EU Commissioner for International Development Neven Mimica said: “The new evidence shows that FLEGT remains an innovative, comprehensive and future-proof initiative, with the power to inspire a global movement to eradicate illegal logging. Improving forest governance can bring major economic, social and environmental benefits. A long-term commitment is needed to tackle the complex issues that enable illegal logging to still persist, and to achieve sustainable forest management in line with Sustainable Development Goal 15.”

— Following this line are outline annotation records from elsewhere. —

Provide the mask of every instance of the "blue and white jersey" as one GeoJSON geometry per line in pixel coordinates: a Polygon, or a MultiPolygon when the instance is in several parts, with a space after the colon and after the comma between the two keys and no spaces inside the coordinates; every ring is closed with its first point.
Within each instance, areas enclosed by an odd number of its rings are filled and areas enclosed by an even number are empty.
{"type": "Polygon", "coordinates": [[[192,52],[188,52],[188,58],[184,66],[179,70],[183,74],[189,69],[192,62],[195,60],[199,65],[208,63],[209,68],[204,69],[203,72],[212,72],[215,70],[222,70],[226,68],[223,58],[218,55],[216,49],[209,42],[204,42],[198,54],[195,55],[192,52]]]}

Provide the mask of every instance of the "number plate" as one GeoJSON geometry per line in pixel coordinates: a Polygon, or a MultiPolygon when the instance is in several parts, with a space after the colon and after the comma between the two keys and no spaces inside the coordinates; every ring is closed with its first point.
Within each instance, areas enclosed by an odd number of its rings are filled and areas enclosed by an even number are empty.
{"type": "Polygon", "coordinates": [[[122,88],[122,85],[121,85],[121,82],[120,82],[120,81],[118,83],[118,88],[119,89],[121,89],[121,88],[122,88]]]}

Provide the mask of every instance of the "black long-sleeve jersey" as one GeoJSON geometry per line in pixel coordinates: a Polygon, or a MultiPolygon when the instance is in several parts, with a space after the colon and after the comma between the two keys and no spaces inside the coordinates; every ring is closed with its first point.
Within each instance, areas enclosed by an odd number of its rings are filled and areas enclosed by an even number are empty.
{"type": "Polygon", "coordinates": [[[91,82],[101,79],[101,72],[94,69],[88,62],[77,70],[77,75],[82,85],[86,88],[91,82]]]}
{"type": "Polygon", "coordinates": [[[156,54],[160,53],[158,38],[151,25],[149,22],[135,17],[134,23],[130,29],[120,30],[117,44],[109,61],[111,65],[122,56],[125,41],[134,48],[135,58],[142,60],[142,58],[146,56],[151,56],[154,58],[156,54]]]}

The experts conclude that the FLEGT Action Plan remains “fully relevant” but needs to address new challenges - in particular with regard to deforestation and forest conversion -and focus more on international coalitions and partnerships to bring an end to illegal logging. It also identifies areas for improvement including that delivery to producing countries be more demand-driven and flexible, while bottlenecks affecting VPAs should be addressed and the private sector more involved. It recommends implementation in a more balanced manner and that strategic direction, management and monitoring of outcome also need strengthening. The Commission will take account of these suggestions in order to update its approach to FLEGT and enhance its effectiveness and impact in the future.

The report’s findings and recommendations will guide the European Commission (EC) in improving the efficiency, effectiveness and value-for-money of work undertaken to further implement the EU FLEGT Action Plan. The report will also guide the EC in assessing policies to address the broader drivers of deforestation, and in linking action under FLEGT to the international climate change and Sustainable Development Goals agendas.

Last month, the EU and Indonesia announced their readiness to start the first ever FLEGT licensing system, and as soon as the procedure on the EU side is completed, the first shipments of FLEGT-licensed timber will take place.